Unsaturated soil mechanics with probability and statistics

Soil is fundamentally a multi-phase material - consisting of solid particles, water and air. In soil mechanics and geotechnical engineering it is widely treated as an elastic, elastoplastic or visco-elastoplastic material, and consequently regarded as a continuum body. However, this book explores an alternative approach, considering soil as a multi-phase and discrete material and applying basic Newtonian mechanics rather than analytical mechanics. It applies microscopic models to the solid phase and fluid phases, and then introduces probability theory and statistics to derive average physical quantities which correspond to the soil's macroscopic physical properties such as void ratio and water content. This book is particularly focused on the mechanical behaviour of dry, partially saturated and full saturated sandy soil, as much of the physicochemical microscopic characteristic of clayey soil is still not clear. It explores the inter-particle forces at the point of contact of soil particles and the resultant inter-particle stresses, instead of the total stress and effective stress which are studied in mainstream soil mechanics. Deformation and strength behaviour, soil-water characteristic curves, and permeability coefficients of water and air are then derived simply from grain size distribution, soil particle density, void ratio and water content. A useful reference for consultants, professional engineers, researchers and public sector organisations involved in unsaturated soil tests. Advanced undergraduate and postgraduate students on Unsaturated Soil Mechanics courses will also find it a valuable text to study.

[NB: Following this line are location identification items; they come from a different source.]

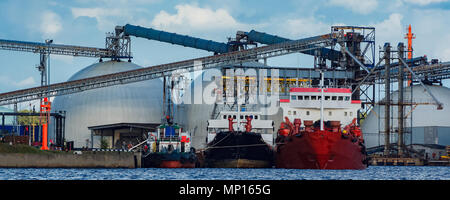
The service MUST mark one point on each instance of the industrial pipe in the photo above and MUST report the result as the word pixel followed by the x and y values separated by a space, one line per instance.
pixel 173 38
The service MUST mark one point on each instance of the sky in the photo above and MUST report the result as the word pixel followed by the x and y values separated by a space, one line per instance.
pixel 86 22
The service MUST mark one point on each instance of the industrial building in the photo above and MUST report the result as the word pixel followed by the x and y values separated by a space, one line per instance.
pixel 132 103
pixel 118 101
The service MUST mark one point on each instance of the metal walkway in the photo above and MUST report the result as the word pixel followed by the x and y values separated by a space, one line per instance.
pixel 168 69
pixel 58 49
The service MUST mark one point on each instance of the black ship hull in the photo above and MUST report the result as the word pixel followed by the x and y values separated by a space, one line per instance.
pixel 238 150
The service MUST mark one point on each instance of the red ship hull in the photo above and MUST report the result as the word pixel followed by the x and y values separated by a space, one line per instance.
pixel 320 150
pixel 176 164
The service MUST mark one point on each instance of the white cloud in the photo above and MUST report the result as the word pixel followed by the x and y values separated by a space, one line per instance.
pixel 390 30
pixel 191 18
pixel 26 82
pixel 424 2
pixel 357 6
pixel 50 24
pixel 305 27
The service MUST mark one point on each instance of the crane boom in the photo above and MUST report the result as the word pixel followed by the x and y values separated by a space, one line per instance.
pixel 58 49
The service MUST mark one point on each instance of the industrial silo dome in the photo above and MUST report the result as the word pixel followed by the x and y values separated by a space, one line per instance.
pixel 139 102
pixel 429 125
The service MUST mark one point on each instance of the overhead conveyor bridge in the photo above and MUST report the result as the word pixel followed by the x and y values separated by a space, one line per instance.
pixel 168 69
pixel 264 38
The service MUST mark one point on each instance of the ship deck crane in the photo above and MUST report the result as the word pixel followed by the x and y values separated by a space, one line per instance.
pixel 115 48
pixel 167 69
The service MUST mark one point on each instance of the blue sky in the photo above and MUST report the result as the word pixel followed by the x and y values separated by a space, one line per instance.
pixel 85 22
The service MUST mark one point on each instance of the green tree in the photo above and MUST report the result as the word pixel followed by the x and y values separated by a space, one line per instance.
pixel 28 120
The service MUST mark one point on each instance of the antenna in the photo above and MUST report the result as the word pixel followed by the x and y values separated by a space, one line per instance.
pixel 410 36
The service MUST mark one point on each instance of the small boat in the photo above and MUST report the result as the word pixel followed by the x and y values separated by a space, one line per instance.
pixel 169 147
pixel 239 140
pixel 329 138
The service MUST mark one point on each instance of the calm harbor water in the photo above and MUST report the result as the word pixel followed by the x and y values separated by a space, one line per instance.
pixel 371 173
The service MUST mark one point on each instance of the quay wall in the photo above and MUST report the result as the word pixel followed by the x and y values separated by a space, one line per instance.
pixel 69 160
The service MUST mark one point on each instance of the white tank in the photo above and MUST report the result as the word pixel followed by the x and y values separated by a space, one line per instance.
pixel 139 102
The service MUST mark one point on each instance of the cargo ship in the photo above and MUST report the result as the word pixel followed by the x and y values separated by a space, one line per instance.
pixel 169 147
pixel 239 140
pixel 329 138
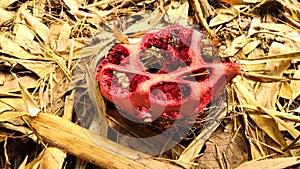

Introduction. Review of probability theory and statistics applicable to soil. Microscopic models of soil using probabilistic distributions. Microscopic physical quantities derived from void ratio and probability distributions. Inter-particle force vectors and inter-particle stress vectors. Modeling of pore water retention by elementary particulate model (EPM). Modeling of pore water and pore air flows by elementary particulate model (EPM). Stability analysis by proposed model. Deformation analysis using proposed models. Numerical simulation for saturated-unsaturated soil tests. Issues to be solved in future. Index.